Mientras tanto, la clerecía que, a su modo, había acompañado las luchas populares, era aplastada con la complicidad abierta de la cúpula episcopal, como sucedió, entre tantos otros casos, con el obispo Oscar Romero en El Salvador, o con Enrique Angelelli y los curas palotinos masacrados en la Argentina.

Pero, precisamente para cumplir esa función, el Concilio Vaticano II es indispensable e irreversible. La Iglesia católica no puede ser sólo garrote como pretenden Ratzinger y los lefebvristas, porque para eso están los organismos estatales de represión directa. La Iglesia, junto con los horrores del castigo eterno, necesita ofrecer la posibilidad del reino, aunque, claro está, el castigo empieza en la vida terrena y al reino sólo se puede acceder pos-mortem.

El Concilio Vaticano II sacó a Roma del medioevo. Suprimirlo significaría, según ha dicho un “vaticanista” de nota, transformar a la Iglesia en una secta minoritaria, no en una secta de masas como aún es a pesar de su declive. La supresión del Concilio aceleraría la decadencia y la descomposición del clero católico, cada vez más retrógrado y más corroído por la corrupción y las depravaciones de todo tipo.

De ahí la rebelión sin precedentes que las posiciones del neonazi Ratzinger han generado extendidamente en los obispados de medio mundo (no en el argentino, por supuesto), frente a la cual, bajo la apariencia de una convocatoria a la unidad, Benedicto XVI hizo el domingo 22 de febrero un llamado a la obediencia. Otro especialista en cuestiones vaticanas acudió a una figura epigramática: “La Iglesia necesita un Obama y tiene un Bush”.

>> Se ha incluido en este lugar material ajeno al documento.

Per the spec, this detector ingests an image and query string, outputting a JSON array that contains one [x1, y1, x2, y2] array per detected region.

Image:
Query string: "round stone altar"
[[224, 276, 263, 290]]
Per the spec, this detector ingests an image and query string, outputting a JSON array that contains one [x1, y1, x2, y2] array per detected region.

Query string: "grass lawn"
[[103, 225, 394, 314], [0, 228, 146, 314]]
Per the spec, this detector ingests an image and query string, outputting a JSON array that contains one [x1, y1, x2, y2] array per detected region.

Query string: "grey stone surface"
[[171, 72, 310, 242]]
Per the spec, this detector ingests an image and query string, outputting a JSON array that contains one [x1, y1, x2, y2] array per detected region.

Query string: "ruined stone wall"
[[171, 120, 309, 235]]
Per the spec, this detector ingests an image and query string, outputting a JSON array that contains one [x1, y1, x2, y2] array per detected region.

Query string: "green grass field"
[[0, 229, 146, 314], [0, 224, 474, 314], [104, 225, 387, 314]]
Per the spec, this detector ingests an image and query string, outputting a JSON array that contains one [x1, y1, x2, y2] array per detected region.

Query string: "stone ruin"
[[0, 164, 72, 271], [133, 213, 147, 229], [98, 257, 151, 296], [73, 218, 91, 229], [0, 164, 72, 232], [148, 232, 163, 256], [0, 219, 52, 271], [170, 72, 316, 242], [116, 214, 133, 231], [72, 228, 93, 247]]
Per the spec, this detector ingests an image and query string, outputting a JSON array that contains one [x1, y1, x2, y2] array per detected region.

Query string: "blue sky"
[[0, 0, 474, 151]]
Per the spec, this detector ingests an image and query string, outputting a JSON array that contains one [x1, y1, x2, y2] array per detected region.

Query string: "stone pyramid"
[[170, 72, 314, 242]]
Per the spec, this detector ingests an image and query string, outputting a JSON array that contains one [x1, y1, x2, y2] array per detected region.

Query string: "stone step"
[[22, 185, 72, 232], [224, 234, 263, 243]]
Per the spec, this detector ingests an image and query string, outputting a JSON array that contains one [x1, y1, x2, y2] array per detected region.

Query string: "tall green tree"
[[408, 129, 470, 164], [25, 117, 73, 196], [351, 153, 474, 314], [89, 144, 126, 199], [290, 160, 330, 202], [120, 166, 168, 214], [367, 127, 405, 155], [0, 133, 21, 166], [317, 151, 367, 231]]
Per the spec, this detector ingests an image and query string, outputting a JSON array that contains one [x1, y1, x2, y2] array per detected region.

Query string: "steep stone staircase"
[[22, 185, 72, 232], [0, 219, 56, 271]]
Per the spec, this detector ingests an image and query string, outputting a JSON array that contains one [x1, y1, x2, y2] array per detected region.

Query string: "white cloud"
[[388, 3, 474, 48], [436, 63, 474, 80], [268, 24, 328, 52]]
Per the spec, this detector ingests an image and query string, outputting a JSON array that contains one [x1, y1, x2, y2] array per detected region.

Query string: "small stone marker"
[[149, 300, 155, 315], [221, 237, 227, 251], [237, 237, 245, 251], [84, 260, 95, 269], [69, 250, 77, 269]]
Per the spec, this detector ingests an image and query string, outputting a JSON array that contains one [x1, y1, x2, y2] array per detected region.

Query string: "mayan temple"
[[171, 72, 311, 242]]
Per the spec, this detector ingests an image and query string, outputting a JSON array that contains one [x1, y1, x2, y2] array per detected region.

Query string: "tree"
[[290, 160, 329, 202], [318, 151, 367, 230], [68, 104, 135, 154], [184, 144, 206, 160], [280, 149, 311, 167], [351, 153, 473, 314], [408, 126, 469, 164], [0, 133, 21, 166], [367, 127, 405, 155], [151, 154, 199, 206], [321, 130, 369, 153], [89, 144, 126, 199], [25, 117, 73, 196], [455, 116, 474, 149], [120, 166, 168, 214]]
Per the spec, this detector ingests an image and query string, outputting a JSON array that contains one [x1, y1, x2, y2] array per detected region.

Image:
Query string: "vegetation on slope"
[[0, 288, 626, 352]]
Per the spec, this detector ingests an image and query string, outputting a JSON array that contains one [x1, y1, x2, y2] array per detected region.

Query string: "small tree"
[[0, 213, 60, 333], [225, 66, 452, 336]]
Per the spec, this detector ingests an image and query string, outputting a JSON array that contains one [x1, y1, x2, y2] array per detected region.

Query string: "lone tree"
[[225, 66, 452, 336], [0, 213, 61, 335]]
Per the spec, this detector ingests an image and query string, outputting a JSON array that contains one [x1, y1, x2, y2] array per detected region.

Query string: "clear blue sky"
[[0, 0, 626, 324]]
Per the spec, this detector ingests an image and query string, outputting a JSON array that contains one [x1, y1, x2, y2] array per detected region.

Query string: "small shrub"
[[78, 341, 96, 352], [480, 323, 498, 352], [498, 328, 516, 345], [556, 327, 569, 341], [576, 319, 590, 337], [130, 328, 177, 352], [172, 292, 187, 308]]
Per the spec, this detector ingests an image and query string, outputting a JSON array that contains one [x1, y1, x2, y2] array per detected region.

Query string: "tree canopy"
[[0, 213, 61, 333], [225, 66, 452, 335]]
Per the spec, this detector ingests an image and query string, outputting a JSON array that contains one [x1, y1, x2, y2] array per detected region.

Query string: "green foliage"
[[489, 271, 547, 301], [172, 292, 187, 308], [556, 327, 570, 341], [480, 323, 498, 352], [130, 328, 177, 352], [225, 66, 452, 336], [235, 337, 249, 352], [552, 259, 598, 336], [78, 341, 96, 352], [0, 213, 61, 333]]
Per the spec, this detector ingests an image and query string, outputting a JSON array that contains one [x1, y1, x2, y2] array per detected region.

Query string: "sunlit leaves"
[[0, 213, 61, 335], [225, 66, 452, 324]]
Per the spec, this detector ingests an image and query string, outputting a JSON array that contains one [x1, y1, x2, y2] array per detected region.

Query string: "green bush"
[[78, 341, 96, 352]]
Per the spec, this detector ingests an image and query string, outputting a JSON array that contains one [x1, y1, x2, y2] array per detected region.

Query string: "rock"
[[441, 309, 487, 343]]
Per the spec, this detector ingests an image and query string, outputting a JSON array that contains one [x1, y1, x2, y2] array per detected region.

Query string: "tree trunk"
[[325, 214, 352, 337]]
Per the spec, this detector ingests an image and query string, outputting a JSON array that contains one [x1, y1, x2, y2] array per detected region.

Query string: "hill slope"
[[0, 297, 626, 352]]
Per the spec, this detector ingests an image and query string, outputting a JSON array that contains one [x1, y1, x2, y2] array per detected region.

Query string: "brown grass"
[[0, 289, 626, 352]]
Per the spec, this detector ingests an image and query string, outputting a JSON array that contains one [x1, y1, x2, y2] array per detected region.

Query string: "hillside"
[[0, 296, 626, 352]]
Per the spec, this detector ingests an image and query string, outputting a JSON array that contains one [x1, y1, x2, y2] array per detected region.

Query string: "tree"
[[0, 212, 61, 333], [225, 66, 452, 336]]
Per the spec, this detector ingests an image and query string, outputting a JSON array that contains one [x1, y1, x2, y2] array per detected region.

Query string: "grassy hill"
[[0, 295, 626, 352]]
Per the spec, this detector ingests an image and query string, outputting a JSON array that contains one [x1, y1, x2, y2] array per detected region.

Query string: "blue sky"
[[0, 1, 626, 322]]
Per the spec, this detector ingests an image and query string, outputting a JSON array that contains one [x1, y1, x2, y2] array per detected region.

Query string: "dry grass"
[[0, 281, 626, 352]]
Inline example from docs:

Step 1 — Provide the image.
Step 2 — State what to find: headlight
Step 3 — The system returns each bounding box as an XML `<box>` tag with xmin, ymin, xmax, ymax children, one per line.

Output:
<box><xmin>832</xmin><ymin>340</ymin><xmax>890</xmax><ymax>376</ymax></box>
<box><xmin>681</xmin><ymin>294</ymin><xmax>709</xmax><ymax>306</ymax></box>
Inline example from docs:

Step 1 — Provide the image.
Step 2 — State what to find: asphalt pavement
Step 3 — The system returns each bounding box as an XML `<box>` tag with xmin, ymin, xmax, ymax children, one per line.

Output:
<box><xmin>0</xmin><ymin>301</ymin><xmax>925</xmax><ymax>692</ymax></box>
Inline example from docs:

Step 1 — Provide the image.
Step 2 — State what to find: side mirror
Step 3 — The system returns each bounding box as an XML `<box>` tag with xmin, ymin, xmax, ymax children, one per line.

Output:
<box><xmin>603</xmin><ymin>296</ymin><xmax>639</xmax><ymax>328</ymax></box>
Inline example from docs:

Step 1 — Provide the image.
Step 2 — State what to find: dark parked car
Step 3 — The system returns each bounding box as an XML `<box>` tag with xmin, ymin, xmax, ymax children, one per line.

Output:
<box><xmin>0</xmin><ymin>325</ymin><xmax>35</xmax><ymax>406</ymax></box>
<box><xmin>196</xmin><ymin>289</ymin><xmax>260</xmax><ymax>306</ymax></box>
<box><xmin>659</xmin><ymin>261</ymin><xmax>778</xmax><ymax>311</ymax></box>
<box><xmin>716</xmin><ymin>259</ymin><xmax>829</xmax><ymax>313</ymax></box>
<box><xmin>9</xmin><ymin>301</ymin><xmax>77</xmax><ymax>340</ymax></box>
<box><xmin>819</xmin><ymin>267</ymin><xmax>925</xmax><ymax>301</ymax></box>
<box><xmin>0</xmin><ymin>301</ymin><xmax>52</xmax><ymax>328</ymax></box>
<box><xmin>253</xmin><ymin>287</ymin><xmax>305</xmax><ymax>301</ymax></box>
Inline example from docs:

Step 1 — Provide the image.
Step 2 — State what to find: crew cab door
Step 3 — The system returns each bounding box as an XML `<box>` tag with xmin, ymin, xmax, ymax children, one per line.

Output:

Así, por primera vez en la historia de Roma, se habla de la abdicación de un Papa. Si no, puede suceder que alguien le sirva a Ratzinger aquel té que le hicieron beber a Juan Pablo I en una madrugada de setiembre de 1978. En ese sentido, el Vaticano es rigurosamente tradicionalista: desde hace siglos arregla sus asuntos internos con el veneno y el puñal.